Java(TM) SE Runtime Environment (build 1.8.0_301-b09)
Java HotSpot(TM) 64-Bit Server VM (build 25.301-b09, mixed mode)
2.2maven部署
下载3.6.3安装包 https://archive.apache.org/dist/maven/maven-3/3.6.3/binaries/
(base) [root@bigdata01 ~]# cd /opt
(base) [root@bigdata01 opt]# tar -zxvf apache-maven-3.6.3-bin.tar.gz
(base) [root@bigdata01 opt]# mv apache-maven-3.6.3 maven
(base) [root@bigdata01 opt]# vim /etc/profile
# 增加MAVEN_HOME
export MAVEN_HOME=/opt/maven
export PATH=$MAVEN_HOME/bin:$PATH
(base) [root@bigdata01 opt]# source /etc/profile
监测 maven 是否安装成功
(base) [root@bigdata01 opt]# mvn -version
Apache Maven 3.6.3 ()
Maven home: /opt/maven
Java version: 1.8.0_301, vendor: Oracle Corporation, runtime: /opt/jdk/jre
Default locale: zh_CN, platform encoding: UTF-8
OS name: "linux", version: "4.18.0-365.el8.x86_64", arch: "amd64", family: "unix"
配置仓库镜像,阿里云公共仓库
vim /opt/maven/conf/settings.xml
<?xml version="1.0" encoding="UTF-8"?>
<settings xmlns="http://maven.apache.org/SETTINGS/1.0.0"
xmlns:xsi="http://www.w3.org/2001/XMLSchema-instance"
xsi:schemaLocation="http://maven.apache.org/SETTINGS/1.0.0 http://maven.apache.org/xsd/settings-1.0.0.xsd">
<localRepository>/repo</localRepository>
<mirrors>
<mirror>
<id>aliyunmaven</id>
<mirrorOf>central</mirrorOf>
<name>阿里云公共仓库</name>
<url>https://maven.aliyun.com/repository/public</url>
</mirror>
</mirrors>
</settings>
2.3安装图形化桌面
采用带图形界面的Centos,卸载多余的jdk,避免版本冲突。

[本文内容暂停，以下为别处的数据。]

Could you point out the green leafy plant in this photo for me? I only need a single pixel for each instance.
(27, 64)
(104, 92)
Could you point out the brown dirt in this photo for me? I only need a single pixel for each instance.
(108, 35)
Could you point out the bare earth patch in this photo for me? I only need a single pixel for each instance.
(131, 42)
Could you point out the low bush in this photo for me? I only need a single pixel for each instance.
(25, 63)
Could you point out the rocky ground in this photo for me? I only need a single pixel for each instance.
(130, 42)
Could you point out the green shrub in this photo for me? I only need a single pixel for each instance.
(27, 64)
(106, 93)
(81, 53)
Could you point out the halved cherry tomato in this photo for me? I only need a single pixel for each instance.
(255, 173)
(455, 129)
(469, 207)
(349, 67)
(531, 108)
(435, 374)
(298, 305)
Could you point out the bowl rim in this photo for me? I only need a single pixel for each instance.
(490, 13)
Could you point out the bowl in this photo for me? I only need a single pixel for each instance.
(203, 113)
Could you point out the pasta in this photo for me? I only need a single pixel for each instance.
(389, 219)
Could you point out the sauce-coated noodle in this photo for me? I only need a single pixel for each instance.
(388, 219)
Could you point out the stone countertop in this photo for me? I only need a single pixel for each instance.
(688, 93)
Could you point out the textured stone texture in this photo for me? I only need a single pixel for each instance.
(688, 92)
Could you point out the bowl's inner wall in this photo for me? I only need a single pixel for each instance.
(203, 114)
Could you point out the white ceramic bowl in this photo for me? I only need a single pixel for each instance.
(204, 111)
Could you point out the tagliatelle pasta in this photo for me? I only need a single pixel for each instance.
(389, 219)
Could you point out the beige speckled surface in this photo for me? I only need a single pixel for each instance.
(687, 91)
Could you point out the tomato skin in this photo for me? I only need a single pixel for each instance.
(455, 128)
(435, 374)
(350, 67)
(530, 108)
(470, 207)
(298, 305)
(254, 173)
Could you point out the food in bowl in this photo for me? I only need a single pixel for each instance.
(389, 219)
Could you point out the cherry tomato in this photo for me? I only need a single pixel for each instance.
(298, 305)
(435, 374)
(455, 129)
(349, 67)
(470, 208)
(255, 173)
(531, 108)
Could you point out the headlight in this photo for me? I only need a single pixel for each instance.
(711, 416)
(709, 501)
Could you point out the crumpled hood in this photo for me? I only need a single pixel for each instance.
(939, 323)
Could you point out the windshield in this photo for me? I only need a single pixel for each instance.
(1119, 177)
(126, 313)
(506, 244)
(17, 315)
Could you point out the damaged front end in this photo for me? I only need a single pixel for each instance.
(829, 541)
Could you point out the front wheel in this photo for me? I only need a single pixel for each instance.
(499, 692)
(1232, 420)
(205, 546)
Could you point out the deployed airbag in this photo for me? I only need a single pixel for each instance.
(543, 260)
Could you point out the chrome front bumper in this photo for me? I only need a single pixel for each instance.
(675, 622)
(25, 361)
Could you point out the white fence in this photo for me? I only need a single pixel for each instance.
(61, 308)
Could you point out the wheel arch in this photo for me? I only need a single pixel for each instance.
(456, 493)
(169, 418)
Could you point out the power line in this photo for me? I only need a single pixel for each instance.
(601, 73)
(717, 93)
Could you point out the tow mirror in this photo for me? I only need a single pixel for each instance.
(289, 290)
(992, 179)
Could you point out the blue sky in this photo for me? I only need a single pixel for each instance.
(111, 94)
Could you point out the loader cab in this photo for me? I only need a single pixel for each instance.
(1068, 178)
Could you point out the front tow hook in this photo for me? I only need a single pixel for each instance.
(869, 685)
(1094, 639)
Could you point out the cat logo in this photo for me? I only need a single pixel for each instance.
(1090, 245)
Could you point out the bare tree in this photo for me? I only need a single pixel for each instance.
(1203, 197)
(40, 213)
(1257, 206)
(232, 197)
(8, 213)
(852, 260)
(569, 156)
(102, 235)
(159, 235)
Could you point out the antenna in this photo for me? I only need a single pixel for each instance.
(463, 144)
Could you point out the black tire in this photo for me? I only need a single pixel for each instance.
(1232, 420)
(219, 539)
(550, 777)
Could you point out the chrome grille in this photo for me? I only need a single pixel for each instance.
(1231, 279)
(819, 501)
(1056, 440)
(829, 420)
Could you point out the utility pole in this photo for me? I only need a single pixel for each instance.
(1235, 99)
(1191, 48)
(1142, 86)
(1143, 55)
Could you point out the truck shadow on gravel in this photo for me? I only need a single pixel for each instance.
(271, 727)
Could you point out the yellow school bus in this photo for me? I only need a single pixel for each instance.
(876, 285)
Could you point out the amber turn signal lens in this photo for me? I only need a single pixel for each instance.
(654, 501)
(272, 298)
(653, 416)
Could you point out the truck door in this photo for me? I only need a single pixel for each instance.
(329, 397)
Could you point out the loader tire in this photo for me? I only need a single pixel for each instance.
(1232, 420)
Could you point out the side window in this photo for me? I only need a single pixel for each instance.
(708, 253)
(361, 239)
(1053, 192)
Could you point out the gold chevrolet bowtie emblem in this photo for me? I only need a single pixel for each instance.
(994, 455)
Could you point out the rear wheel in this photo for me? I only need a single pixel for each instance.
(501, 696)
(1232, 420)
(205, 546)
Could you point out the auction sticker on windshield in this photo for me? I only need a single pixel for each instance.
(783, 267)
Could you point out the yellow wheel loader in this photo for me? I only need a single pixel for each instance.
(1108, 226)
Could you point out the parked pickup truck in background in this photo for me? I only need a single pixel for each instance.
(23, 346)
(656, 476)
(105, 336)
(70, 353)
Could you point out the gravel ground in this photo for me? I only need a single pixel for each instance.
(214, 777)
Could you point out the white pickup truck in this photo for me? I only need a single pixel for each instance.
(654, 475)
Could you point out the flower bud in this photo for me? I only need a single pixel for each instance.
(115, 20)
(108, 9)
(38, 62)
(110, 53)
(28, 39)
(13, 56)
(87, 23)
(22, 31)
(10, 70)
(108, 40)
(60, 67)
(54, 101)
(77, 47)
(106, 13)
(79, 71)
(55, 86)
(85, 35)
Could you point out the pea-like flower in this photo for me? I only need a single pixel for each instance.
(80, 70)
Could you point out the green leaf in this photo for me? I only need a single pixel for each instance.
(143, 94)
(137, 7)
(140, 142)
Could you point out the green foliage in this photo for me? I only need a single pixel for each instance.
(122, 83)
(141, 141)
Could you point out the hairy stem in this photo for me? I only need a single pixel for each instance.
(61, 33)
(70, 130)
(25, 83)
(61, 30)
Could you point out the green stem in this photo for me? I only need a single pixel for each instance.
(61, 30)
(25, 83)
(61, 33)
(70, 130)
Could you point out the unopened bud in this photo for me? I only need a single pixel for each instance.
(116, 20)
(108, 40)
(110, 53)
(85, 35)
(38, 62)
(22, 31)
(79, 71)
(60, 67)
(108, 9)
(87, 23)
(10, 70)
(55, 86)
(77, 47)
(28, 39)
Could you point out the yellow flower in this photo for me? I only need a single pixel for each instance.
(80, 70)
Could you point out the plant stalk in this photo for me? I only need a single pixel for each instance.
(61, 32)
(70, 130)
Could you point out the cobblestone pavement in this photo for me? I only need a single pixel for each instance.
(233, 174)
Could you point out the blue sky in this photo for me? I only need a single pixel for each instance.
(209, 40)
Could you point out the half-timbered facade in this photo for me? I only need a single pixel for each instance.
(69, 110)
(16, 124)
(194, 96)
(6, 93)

这里的操作非常重要,不处理会报稀奇古怪的错误。例如:Fatal error compiling: 无效的目标发行版: 1.11 ,报错java1.11没有这个版本,即使升了java11也没有用。
找到多余安装的jdk
(base) [root@bigdata01 ~]# yum list installed |grep jdk
copy-jdk-configs.noarch 4.0-2.el8 @appstream
java-1.8.0-openjdk.x86_64 1:1.8.0.362.b08-3.el8 @appstream
java-1.8.0-openjdk-devel.x86_64 1:1.8.0.362.b08-3.el8 @appstream
java-1.8.0-openjdk-headless.x86_64 1:1.8.0.362.b08-3.el8 @appstream
卸载多余安装的jdk
(base) [root@bigdata01 ~]# yum remove -y copy-jdk-configs.noarch java-1.8.0-openjdk.x86_64 java-1.8.0-openjdk-devel.x86_64 java-1.8.0-openjdk-headless.x86_64
验证当前的jdk
(base) [root@bigdata01 ~]# java -version
java version "1.8.0_301"
Java(TM) SE Runtime Environment (build 1.8.0_301-b09)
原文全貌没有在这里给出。